Joseph Lennon, PhD, published an essay, “‘Antiquity and Futurity' in the Writings of James Clarence Mangan” in The Man in the Cloak: Essays on James Clarence Mangan. (Palgrave MacMillan, Nov 2014. pp. 53-83). Dr. Lennon also published a suite of poems, “Flatland Haiku Summer” in  The Midwest Quarterly  55.2, (Winter 2014, pp. 78-80). He presented a paper at the 2013 American Conference for Irish Studies, Dublin, Ireland, “Old Hungers, New Politics: Late 19th Century Fasts and Food Strikes” (June 14, 2014). He delivered a lecture at the Chester Beatty Library in Dublin “Irish Orientalism: From Origin Legends to Celtic Revivals” (June 26, 2014).

Dr. Lauren Shohet

Lauren Shohet, Luckow Family Professor of English, published “Caroline Court Drama: Forming History,” in  Yearbook of English Studies  44:  Caroline Literature , ed. Rory Loughnane, Andrew Power, and Peter Sillitoe (2014), 69-86.

Dr. Travis Foster

Dr.

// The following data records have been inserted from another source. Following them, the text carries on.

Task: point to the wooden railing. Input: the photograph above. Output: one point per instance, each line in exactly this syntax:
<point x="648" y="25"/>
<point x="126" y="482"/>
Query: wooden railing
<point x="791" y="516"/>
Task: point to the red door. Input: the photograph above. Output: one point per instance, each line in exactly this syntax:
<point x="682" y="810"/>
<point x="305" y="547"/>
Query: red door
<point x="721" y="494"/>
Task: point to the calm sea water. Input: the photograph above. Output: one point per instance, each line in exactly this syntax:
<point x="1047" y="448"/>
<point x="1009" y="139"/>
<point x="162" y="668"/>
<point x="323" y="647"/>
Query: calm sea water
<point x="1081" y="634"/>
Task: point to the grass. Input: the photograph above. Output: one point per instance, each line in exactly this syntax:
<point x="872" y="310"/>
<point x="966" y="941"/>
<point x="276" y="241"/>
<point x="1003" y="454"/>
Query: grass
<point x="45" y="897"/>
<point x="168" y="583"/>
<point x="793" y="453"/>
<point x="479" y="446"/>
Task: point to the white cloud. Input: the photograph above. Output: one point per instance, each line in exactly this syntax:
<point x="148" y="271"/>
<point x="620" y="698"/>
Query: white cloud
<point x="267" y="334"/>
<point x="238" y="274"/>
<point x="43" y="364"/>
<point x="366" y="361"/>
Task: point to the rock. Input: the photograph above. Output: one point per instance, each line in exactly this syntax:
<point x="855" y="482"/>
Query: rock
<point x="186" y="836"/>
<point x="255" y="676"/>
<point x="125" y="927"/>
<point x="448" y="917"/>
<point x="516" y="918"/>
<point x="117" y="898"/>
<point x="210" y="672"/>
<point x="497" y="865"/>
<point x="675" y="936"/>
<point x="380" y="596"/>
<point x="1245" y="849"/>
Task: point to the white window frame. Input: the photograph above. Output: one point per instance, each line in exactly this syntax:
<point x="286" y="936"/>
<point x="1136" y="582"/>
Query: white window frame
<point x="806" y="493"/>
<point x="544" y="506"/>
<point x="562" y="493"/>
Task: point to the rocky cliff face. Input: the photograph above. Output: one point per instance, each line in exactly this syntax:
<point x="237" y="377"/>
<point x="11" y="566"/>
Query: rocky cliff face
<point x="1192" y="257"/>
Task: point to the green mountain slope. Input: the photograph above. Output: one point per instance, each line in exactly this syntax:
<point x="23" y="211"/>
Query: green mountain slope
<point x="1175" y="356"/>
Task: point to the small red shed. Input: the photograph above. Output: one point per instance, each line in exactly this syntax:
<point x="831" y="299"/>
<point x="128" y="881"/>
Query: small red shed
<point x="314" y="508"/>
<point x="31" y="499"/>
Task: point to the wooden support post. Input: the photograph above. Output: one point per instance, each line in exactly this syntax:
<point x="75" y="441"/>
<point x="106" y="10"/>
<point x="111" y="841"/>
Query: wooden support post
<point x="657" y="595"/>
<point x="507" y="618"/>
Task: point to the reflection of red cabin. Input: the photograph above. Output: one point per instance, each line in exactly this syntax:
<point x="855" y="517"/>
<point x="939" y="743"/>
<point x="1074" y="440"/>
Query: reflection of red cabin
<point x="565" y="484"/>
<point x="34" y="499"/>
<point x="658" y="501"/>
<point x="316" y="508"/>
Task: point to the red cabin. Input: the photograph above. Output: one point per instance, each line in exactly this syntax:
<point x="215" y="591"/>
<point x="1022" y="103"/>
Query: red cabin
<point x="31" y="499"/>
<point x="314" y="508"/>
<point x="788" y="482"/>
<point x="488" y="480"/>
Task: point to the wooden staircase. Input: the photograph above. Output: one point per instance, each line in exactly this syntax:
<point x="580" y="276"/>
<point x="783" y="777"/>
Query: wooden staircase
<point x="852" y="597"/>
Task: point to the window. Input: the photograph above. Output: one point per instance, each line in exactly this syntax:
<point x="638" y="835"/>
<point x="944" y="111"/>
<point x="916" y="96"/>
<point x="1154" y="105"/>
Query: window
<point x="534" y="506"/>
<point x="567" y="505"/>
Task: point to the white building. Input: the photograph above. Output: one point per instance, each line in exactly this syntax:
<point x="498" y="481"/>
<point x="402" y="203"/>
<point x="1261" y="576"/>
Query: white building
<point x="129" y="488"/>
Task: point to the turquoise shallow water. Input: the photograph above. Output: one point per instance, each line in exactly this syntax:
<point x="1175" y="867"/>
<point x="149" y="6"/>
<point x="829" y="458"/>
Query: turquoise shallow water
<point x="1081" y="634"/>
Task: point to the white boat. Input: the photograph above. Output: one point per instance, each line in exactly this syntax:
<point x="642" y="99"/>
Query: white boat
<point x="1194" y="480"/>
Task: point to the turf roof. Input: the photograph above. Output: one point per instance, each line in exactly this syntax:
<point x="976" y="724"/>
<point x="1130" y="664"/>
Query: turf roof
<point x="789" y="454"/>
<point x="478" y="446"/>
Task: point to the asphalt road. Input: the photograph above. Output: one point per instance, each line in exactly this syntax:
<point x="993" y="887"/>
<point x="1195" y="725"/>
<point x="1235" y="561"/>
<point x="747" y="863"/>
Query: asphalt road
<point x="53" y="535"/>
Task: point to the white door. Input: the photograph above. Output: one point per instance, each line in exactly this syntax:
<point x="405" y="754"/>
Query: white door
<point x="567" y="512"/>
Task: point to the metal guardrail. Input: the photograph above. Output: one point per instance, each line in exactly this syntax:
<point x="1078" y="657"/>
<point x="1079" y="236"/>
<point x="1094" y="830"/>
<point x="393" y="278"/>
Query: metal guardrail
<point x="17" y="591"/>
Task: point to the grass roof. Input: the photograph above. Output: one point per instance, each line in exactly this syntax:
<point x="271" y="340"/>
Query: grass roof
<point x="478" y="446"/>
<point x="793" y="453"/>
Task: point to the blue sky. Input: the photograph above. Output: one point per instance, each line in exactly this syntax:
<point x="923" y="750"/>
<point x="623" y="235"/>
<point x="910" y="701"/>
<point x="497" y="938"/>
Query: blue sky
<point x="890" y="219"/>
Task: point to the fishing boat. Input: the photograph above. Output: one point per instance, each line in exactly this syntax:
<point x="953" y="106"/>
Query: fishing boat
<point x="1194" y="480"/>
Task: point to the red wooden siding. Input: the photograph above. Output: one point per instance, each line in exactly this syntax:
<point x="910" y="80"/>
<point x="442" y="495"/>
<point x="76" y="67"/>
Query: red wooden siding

Travis Foster published an article, “Campus Novels and the Nation of Peers,” in the Fall 2014 issue of  American Literary History .

Katharine McIntyre

Katharine McIntyre presented her paper, "'Time Be Time': The Intertwined Nature of Time and Technology in William Gibson's  Neuromancer " at the Mid-Atlantic Popular and American Culture Association conference in Baltimore, MD on November 7, 2014.

Kristin Danella

Kristin Danella presented her paper, "Piers the Plowman: A Medieval Conservative in the Midst of 14th century English Rebellion" at the Southern Atlantic Modern Language Association last weekend (11/8).